I would like very much to read Kemp's paper published in BBC Wildlife, but I am not able to find it online. Does somebody have a PDF?
Thanks,
Renato
Each gene has its own evolutionary rate along each internode. Global statements like what you seem to want are not possible.
No.
Unless you want to restrict "fish" to Actinopterygii, which would be a good idea and would change almost nothing -- but nobody has seriously advocated it yet.
Speak for yourself (and Gauthier & gang). I think this was a very bad idea. Ceterum censeo reptilia esse delenda.
I think he did, but I don't know why (haven't seen the paper), and the arms are way too short for that anyway.
Please explain.
J. Clarke, S. Hope, G. Mayr, Hou L., Zhou Z., Zhang F.? And that Czech guy whose name I forgot? There are still vertebrate paleontologists who are pretty narrowly specialized in fossil birds.
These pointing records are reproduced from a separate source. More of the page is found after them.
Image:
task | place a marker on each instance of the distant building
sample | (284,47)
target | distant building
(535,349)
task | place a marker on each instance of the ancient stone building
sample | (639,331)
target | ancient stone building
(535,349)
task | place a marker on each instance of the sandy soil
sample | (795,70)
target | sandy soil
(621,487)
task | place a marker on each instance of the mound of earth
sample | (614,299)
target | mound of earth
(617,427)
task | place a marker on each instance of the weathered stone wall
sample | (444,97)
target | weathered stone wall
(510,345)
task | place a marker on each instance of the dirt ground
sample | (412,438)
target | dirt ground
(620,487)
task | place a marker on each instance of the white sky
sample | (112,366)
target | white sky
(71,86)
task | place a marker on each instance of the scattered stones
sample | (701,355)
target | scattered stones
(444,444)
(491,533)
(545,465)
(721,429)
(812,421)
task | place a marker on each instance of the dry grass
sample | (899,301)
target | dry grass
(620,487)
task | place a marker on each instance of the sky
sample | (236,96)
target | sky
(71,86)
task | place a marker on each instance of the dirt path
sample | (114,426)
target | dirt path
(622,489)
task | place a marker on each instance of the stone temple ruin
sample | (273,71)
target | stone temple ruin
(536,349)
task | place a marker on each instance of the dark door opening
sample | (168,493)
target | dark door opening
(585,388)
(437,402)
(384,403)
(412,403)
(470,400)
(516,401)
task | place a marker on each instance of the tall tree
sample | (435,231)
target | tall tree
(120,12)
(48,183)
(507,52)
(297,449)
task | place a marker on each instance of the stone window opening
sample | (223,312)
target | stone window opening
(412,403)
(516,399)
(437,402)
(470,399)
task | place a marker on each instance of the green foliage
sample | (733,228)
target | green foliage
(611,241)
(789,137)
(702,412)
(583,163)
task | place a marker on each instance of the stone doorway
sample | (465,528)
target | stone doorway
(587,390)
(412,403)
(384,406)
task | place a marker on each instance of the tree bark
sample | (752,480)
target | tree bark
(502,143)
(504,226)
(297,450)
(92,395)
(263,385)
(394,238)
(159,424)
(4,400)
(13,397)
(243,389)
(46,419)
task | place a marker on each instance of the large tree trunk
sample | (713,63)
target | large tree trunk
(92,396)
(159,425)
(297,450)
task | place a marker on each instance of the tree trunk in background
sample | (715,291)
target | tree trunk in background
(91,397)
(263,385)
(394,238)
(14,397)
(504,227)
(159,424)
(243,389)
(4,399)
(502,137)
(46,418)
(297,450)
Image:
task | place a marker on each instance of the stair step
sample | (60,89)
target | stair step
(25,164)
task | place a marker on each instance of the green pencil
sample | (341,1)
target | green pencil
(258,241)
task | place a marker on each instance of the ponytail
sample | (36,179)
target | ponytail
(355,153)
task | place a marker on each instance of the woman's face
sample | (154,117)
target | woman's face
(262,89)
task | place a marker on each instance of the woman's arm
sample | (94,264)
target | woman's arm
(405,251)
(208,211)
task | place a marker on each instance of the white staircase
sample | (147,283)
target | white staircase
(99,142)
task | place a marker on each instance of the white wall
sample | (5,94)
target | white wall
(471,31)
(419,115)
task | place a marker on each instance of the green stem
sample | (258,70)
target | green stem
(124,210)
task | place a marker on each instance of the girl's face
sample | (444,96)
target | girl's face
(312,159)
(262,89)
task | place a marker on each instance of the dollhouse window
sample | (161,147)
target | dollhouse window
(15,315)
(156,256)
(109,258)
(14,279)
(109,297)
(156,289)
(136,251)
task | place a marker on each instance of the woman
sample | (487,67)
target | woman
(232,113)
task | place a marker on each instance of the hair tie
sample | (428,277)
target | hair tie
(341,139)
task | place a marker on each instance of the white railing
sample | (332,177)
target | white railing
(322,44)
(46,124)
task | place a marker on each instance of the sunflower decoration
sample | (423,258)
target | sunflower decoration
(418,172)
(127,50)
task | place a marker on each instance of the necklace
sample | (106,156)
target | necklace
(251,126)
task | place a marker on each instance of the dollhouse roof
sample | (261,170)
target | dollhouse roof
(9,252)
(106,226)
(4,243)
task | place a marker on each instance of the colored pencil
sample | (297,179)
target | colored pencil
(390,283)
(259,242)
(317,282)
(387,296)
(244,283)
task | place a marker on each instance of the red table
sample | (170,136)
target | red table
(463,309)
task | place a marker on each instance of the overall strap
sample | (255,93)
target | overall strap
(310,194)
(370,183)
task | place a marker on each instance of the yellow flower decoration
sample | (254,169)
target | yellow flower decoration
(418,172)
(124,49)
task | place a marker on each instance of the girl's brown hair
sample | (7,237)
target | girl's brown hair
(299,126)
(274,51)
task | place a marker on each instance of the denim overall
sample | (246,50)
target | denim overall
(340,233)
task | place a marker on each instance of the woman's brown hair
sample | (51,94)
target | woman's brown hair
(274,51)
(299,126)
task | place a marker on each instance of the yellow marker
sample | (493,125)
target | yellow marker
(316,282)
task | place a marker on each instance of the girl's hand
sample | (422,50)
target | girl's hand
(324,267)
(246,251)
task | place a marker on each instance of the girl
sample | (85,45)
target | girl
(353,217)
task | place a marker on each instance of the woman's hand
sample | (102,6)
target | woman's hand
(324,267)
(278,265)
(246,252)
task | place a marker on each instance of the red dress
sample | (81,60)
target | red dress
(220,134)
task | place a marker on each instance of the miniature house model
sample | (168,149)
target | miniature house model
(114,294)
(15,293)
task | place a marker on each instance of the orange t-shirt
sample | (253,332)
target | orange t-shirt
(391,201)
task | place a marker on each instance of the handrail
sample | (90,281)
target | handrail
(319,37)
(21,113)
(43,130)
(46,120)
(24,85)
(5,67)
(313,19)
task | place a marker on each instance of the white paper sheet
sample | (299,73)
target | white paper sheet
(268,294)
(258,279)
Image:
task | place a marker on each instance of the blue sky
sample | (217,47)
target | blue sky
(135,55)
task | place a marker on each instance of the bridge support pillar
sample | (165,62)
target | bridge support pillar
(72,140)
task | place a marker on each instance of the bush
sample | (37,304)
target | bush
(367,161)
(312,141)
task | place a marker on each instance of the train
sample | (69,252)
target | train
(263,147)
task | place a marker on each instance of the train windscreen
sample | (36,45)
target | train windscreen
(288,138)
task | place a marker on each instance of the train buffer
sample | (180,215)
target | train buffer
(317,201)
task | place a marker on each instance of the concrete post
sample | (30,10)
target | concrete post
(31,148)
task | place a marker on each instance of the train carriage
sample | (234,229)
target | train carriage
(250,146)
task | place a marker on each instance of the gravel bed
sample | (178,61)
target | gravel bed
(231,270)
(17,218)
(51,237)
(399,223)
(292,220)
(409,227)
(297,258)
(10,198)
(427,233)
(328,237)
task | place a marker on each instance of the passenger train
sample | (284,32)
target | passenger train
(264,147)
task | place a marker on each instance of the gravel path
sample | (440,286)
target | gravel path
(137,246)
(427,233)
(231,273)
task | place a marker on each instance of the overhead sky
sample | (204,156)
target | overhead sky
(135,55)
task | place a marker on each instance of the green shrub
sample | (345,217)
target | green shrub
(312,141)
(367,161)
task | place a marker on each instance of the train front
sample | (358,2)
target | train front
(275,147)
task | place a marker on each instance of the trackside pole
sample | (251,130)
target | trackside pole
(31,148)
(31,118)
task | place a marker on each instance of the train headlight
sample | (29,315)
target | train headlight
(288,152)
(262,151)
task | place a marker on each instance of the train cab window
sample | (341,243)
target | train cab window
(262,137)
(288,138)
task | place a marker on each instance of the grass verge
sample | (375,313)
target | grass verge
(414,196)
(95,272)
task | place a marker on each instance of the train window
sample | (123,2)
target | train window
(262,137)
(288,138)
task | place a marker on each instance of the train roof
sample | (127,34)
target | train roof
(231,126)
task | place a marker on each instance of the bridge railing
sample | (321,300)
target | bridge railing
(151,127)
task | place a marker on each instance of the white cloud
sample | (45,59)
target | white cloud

(Hou Lianhai is remarkable for switching from BAND to BAD, if his coauthors and various implications in those coauthored papers are an indication.)
I suspect you mean Andrzej Elzanowski, who is Polish. How about G. Dyke, P. Houde, D. Steadman, H. James, and those BAND guys, who, whatever else they may be, are paleornithologists too. Now there is a fair divide between those who study mainly Neornithes, mainly Cenozoic, and those who study mainly stemmy-birds, mainly Mesozoic. Still, there aren't many of them compared to the amount of material.
Herpetology: If you subsume ornithology, don't you have to subsume mammalogy too? Herps are massively paraphyletic. And isn't herpetology just a subset of ichthyology? Bunch of weird, landliving sarcopts, really. Birds, on the other hand, are a perfectly good clade.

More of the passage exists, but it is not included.